My last lunch in Hong Kong. I decide to see if Katherine is right  and venture up to Man Wah, the Mandarin’s Chinese restaurant.

 

   I gather that the recent renovations have left Man Wah largely untouched or, better still, it has been restored rather than renovated. It is a beautifully atmospheric restaurant with a wooden ceiling and brass lanterns.

 

   Service is gracious and the dim sum are very good: pork cheung fan, shrimp siu mai, dumplings of garoupa asparagus and black truffle (a waste of truffle, frankly) and an interesting lobster puff that tastes as though somebody has tried to make a Lobster Thermidor dim sum.

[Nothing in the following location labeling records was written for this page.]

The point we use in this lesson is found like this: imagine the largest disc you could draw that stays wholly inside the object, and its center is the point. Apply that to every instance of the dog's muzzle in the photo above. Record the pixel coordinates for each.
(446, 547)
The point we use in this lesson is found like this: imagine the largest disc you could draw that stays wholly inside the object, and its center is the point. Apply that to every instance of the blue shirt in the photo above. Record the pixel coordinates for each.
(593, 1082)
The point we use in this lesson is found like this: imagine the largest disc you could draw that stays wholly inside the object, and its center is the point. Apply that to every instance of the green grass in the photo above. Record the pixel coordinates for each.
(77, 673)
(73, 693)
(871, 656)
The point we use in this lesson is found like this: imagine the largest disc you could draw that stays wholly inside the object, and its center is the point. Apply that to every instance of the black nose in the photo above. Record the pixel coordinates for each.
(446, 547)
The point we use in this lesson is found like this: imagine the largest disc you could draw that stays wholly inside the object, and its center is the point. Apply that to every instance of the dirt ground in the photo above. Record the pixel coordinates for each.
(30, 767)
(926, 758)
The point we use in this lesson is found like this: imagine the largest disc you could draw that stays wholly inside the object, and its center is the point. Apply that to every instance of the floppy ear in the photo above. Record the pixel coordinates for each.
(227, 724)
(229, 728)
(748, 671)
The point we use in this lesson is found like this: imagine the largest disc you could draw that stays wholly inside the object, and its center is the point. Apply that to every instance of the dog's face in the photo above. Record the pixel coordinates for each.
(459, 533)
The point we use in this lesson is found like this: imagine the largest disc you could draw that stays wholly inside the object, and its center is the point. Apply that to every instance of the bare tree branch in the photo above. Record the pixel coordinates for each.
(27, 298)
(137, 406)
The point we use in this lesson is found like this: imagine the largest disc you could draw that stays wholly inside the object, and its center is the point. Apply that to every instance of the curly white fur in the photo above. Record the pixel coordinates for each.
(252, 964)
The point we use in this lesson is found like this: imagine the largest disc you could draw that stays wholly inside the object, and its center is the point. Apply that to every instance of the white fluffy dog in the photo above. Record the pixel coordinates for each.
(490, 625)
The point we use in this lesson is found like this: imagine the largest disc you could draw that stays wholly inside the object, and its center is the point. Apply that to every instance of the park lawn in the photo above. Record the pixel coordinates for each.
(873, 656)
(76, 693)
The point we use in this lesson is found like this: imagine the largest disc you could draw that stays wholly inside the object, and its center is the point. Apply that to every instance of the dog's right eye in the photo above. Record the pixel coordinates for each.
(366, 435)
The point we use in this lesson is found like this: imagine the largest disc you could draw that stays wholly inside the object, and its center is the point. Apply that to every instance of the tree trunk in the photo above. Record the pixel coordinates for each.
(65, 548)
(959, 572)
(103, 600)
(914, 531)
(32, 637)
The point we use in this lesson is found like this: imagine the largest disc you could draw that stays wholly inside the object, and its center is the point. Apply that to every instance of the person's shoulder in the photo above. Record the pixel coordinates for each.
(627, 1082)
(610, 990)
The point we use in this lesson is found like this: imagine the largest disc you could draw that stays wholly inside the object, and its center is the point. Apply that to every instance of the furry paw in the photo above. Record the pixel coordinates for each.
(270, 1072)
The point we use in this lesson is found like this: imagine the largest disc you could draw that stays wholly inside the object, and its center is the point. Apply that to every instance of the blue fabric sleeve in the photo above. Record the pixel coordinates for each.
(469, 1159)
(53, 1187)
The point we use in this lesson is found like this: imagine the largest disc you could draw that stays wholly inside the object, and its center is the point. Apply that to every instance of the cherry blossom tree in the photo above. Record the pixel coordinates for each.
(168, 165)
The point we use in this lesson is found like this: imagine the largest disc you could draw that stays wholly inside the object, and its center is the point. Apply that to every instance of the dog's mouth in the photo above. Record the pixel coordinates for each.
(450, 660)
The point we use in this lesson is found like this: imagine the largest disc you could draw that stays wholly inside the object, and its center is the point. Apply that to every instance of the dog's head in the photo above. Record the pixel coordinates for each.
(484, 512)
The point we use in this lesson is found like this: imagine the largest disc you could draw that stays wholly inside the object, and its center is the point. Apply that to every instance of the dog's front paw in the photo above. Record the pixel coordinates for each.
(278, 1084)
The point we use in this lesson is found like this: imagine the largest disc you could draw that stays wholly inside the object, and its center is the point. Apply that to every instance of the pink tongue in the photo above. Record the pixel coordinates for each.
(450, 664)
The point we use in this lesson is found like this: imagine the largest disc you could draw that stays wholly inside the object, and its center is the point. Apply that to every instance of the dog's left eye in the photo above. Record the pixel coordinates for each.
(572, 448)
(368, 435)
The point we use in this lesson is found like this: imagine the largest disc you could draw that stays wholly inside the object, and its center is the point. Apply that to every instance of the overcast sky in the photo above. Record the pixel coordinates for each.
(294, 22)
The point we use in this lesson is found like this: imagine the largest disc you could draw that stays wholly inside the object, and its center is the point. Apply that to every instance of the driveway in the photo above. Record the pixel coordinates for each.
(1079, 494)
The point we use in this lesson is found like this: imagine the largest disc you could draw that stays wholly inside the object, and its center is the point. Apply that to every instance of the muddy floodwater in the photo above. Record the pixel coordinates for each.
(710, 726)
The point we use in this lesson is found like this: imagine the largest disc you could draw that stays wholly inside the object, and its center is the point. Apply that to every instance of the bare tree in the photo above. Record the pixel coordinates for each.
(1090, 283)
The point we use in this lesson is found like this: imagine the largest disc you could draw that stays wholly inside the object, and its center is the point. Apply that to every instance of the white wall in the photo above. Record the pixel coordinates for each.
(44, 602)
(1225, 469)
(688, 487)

There’s an eggier-than-normal egg tart to follow and I can’t quite work out why the place does not have a Michelin star judging by the standards of the competition.

 

   Finally, it is time to go home. As I enjoy my chicken biryani (very nice but like no biryani I know of) and Australian wine on Cathay on the way back, I decide that I must now spread my wings. Either Macau or Shanghai will be next.

 

CommentsComments

  • Abhiranjan Singh 19 Jan 2010

    Dear Vir, huge fan of yours and a foodie as well!

    Have you tried Gordon Ramsay's restaurants? What do you think?

  • Shankar A.P. 22 Dec 2009

    Dear Vir, I am huge fan of your food adventures around the world. Didn't you have HK's famous egg tarts? Any recommendations about where to go for good egg tarts?